Yay for you! I know my dogs get more hyped when I am running them a the same class/trial. A little rivalry is a good thing! Pictures???


----------



## goldengirls550 (Jun 12, 2008)

Maxs Mom said:


> Wonderful!!!!
> 
> You are a good handler to stop and make it fun again for Aubrie. Perhaps Layla is helping there too. I know my agility dog runs better when I have other dogs in class to handle. I little rivalry maybe?
> 
> I am so glad you had a blast, and did so well! Congrats.


Layla has helped so much. With my confidence and the way I handle and everything. And Aubrie has taught me patience more than anything! Yes, and we do use the rivalry to our advantage. If Aubrie refuses too many obstacles during class, I have someone hold Aubrie and run and get Layla. Aubrie's a different dog after watching me run with Layla girl!


----------



## goldengirls550 (Jun 12, 2008)

Thank you so much, everyone! Here's the link to the video: http://www.youtube.com/watch?v=Imkv6jLOOMw


----------



## goldengirls550 (Jun 12, 2008)

Sunrise said:


> Wow - congratulations !! Un-retiring a dog is awesome, isn't it?

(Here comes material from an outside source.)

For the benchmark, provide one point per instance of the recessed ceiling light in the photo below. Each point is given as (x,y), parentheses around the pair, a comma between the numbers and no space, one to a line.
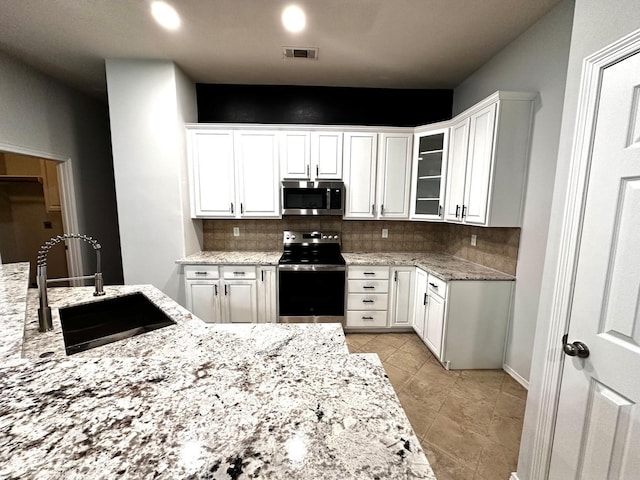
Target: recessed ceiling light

You are so right. I get such a rush running Layla, but running Aubrie makes me more happy than just about anything. I feel so privileged that she is running to please ME as it has taken a lot of effort to put value to running agility!


----------



## sammydog (Aug 23, 2008)

I cheated, I already watched the video!


----------



## goldengirls550 (Jun 12, 2008)

^^ Heehee. Yep I saw that! And thanks for the comment. Jumping into my arms is one of Lay's signature moves


----------



## sammydog (Aug 23, 2008)

goldengirls550 said:


> ^^ Heehee. Yep I saw that! And thanks for the comment. Jumping into my arms is one of Lay's signature moves


Love it! :


----------



## hawtee (Nov 1, 2006)

Very nice job, looks like a lot of fun in the ring..


----------